In late April and early May, the wonderful Belcea Quartet appeared three times in the city - once playing Beethoven, Szymanowski, and Bartok at Washington Irving High School and twice playing Szymanowski on programs otherwise occupied by the pianist Piotr Anderszewski (about whom I don't understand all the fuss) and others, at Carnegie Zankel.  There are several outstanding string quartets active today, but, with the exception of the Emerson, I know of no other group  that plays as consistently brilliantly and profoundly as the Belcea in such a vast gamut of repertoire.  Listen to their recently released (by EMI) two-CD Schubert album: the great G Major Quartet contains some bold, questionable, and even shocking interpretive choices, especially in the first movement, but I've never heard a more searching performance of this work.  And no less impressive are the "Death in the Maiden" Quartet and the almost unbearably moving String Quintet in C (with Valentin Erben of the Berg Quartet playing second cello).
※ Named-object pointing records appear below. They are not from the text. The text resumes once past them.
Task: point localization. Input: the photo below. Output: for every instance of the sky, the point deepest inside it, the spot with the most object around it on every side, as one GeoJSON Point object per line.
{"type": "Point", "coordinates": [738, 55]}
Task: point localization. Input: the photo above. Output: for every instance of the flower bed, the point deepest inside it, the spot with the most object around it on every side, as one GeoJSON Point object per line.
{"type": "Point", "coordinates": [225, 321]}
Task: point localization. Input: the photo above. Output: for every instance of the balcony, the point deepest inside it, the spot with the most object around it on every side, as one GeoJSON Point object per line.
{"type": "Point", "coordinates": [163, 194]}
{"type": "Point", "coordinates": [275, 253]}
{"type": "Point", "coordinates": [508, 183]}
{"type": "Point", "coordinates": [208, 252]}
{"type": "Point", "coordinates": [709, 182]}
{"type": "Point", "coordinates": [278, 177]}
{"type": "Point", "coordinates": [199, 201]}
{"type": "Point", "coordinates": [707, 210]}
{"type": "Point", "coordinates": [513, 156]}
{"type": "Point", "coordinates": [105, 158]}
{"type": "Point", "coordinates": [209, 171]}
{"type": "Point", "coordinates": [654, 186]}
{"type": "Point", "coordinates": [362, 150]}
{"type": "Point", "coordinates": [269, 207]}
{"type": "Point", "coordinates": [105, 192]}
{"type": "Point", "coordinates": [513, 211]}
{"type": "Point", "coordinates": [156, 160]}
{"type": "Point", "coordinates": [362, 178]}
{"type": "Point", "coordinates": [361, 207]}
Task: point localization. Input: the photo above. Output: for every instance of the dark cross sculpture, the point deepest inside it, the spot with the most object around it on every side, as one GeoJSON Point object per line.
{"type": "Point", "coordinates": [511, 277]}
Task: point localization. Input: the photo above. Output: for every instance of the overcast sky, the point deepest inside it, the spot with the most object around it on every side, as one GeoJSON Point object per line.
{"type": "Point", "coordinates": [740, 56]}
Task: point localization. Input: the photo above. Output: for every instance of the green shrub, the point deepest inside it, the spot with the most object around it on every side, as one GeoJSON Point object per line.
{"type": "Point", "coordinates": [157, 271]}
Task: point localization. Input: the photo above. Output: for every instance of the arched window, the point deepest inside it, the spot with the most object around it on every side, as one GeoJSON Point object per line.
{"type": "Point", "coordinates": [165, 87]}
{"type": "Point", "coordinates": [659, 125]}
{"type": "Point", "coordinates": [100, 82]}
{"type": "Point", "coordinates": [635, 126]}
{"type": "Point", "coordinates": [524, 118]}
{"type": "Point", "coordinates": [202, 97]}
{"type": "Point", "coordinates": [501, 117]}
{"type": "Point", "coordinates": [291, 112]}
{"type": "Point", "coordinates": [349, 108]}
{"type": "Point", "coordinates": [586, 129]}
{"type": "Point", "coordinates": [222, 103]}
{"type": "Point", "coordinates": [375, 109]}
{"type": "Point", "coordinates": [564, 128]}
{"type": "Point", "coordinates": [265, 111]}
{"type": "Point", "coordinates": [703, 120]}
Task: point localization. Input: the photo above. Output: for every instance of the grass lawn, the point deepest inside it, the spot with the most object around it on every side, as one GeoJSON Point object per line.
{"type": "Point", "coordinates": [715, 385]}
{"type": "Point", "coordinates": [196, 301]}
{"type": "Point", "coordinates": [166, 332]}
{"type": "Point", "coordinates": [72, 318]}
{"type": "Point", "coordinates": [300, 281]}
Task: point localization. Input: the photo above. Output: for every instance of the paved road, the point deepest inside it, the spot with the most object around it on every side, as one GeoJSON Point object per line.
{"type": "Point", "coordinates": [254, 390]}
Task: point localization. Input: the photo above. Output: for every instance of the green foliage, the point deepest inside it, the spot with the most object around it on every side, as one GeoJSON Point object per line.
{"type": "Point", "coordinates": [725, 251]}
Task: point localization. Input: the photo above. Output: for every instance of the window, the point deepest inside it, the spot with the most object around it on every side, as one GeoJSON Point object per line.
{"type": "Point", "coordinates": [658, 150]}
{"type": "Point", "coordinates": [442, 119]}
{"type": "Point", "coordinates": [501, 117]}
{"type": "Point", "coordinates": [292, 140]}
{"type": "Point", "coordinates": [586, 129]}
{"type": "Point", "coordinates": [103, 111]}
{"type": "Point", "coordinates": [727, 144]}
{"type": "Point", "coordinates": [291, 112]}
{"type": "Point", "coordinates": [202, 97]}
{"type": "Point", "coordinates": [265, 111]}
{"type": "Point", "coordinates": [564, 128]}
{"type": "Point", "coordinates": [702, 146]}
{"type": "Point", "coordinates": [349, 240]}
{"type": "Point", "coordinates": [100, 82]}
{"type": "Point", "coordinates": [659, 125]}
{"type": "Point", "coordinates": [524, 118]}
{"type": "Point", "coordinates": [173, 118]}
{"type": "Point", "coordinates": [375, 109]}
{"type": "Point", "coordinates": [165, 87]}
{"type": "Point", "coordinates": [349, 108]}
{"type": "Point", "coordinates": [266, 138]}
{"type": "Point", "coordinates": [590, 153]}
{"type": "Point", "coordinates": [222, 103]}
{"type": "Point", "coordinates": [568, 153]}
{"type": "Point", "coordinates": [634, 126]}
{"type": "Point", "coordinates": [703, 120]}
In Providence early in May, where I was visiting friends and participating in pre- and post-concert talks, I heard a highly accomplished performance of the Beethoven Ninth by the Rhode Island Philharmonic under its conductor, Larry Rachleff.  I had never heard the orchestra before and didn't know what to expect; I was very pleasantly surprised.

During another trip - this one to Los Angeles, to participate in a "Recovered Voices" conference jointly sponsored by UCLA's Center for Jewish Studies and the OREL Foundation - I appreciated the opportunity to hear a concert of chamber music by Erwin Schulhoff (the String Sextet is a gem), excellently performed by members of the Los Angeles Chamber Orchestra, and the US premiere of Franz Schreker's nearly century-old opera Die Gezeichneten (The Stigmatized) - an LA Opera production conducted by James Conlon, who has been indefatigable in his promotion of valuable works by composers who were suppressed by the Nazi regime. I don't think that Die Gezeichneten is likely to enjoy great popularity: the lush orchestration and intense vocal lines quickly become too much of a good thing, and the libretto meanders. Nevertheless, it was great to have the opportunity to see and hear this work passionately conducted by Conlon, expertly directed by Ian Judge (with ample and highly effective use of projections by Wendall K. Harrington), and performed with real conviction by lead singers Anja Kampe, Robert Brubaker, Martin Gantner, James Johnson, and Wolfgang Schoene as well as all their colleagues in the smaller roles.

For me, the highlights of the second half of the Met season were provided by one Giuseppe Verdi: a revival of Giancarlo Del Monaco's production of the great Simon Boccanegra and a new production of the early Attila.  Attention, in Boccanegra, was focused on Placido Domingo's Met debut as a baritone, in the title role, and to my mind the success could hardly have been greater.  Domingo's vocal and emotional mastery of the part was complete, as was his domination of the stage action.  Will anyone who was present ever forget the fearful power of his acting in the Council Chamber scene or the real - never maudlin - pathos that he brought to the final scene?  Adrienne Pieczonka was an excellent Amelia/Maria and Marcello Giordani did better as Gabriele Adorno than he has done in several other recent Met roles; James Morris (Fiesco) was the weakest link in the chain but had some good moments.  Every bit as important as the above, however, was the excellent chorus under Donald Palumbo and the marvelous orchestra under the magisterial baton of James Levine, who gave the finest interpretation of this opera that I have ever heard.

Attila, written more than a decade before Boccanegra, is a whole different kettle of fish - full of energy and brilliant bits but by no means consistently great.  Yet in the hands of Riccardo Muti, who, at the age of 68, was making his Met debut, the performances were a wonderful experience, notwithstanding a ridiculous, indeed virtually futile, production by Pierre Audi.  Ildar Abdrazakov in the title role, Violeta Urmana as Odabella, and baritone Giovanni Meoni as Ezio were all excellent, and tenor Ramon Vargas held his own.  Once again, the Met chorus and orchestra proved themselves to be beyond reproach; if there are any finer opera choruses and orchestras in the world, I haven't heard them.